Burke: A confusão e a divisão na Igreja sobre as questões fundamentais e mais importantes, a saber, o matrimônio e a família, os Sacramentos e a correta disposição para ter acesso a eles, os atos intrinsecamente maus, a vida eterna e os Novíssimos, são cada vez maiores. E o Papa não só se nega a esclarecer as coisas mediante o anúncio da doutrina constante e a sã disciplina da Igreja, uma responsabilidade inerente ao seu ministério como Sucessor de São Pedro, mas aumenta tal confusão.
Cascioli: O senhor se refere também à multiplicação das declarações privadas dos que se encontram com ele?

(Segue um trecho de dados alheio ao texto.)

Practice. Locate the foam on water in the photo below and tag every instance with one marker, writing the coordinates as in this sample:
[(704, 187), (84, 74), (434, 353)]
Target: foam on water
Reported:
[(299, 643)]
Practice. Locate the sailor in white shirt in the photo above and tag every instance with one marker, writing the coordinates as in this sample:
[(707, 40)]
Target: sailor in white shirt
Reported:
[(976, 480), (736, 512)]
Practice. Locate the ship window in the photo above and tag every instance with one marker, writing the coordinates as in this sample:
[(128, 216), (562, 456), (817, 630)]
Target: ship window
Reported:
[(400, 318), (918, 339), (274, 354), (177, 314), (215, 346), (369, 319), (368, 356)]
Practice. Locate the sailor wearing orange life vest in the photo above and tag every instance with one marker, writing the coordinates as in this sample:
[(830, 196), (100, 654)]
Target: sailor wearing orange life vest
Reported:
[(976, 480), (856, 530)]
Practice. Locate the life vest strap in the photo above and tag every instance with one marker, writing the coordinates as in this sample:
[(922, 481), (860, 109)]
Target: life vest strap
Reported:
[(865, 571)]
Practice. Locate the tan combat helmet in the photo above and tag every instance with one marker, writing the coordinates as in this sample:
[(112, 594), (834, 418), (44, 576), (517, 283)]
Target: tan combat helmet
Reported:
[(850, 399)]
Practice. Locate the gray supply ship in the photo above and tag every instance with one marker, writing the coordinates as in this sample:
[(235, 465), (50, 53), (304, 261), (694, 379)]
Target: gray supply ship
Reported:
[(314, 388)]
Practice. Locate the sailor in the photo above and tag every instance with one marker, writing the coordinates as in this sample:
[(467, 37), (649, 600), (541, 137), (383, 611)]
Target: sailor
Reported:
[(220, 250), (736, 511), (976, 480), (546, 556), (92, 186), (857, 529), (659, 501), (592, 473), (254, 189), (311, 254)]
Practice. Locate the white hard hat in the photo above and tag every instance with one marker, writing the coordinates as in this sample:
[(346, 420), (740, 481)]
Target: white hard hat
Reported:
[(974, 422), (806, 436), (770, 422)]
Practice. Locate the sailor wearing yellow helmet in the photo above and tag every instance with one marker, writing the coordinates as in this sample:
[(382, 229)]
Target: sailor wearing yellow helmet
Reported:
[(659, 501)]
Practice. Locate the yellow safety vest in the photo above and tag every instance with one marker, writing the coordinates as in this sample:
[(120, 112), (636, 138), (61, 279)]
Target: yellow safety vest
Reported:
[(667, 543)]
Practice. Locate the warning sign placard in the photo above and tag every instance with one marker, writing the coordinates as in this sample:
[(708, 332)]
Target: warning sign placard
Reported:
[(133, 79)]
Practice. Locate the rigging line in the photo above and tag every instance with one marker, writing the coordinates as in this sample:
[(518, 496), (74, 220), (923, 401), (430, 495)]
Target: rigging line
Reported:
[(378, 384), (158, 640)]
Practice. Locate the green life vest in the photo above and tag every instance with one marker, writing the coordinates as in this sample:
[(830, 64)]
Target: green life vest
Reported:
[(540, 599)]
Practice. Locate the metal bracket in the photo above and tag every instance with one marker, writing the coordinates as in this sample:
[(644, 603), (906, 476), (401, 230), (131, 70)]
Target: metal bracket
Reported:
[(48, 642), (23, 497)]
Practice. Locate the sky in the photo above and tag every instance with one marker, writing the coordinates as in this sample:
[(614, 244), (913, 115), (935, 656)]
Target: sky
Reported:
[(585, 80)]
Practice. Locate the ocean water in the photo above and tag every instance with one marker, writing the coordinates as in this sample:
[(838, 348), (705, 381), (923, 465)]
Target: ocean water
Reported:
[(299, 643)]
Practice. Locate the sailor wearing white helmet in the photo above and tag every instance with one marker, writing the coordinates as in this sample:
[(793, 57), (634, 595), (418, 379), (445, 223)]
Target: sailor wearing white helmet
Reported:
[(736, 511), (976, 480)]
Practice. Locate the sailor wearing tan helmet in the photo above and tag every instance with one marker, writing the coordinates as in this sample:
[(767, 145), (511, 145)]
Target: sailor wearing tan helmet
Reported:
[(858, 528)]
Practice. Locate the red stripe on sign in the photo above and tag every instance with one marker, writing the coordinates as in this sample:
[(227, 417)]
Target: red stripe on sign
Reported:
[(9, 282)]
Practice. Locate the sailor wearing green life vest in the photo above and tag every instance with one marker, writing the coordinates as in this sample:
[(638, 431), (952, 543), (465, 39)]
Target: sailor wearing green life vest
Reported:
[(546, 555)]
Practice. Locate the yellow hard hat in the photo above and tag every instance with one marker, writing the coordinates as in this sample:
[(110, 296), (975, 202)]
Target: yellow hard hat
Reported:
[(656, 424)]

Burke: O que tem acontecido com a última entrevista concedida a Eugenio Scalfari durante a Semana Santa, e que se tornou pública na Quinta-feira Santa, é intolerável. Que um famoso ateu pretenda anunciar uma revolução no ensinamento da Igreja Católica, dizendo que fala em nome do Papa, negando a imortalidade da alma humana e a existência do Inferno, foi um grande escândalo não só para muitos católicos, mas também para muitos leigos que sentem respeito pela Igreja Católica e seus ensinamentos, embora não comungue com eles. Ademais, a Quinta-feira Santa é um dos dias mais santos do ano, o dia em que o Senhor instituiu o Santíssimo Sacramento da Eucaristia e o Sacerdócio para, assim, nos oferecer sempre o fruto de sua Paixão e Morte Redentora para a nossa salvação eterna. E mais. A resposta da Santa Sé às reações escandalizadas que chegaram de todo o mundo foi muito inadequada. Em lugar de voltar a anunciar claramente a verdade sobre a imortalidade da alma humana e o Inferno, no desmentido está escrito apenas que algumas palavras citadas não são do Papa. Não disse que o Papa não compartilha as ideias errôneas, inclusive heréticas, expressas por essas palavras, nem repudia tais ideias, contrárias à fé católica. Este jogo que está sendo feito com a fé e a doutrina nos níveis mais altos da Hierarquia da Igreja está causando grande escândalo entre os pastores e os fiéis.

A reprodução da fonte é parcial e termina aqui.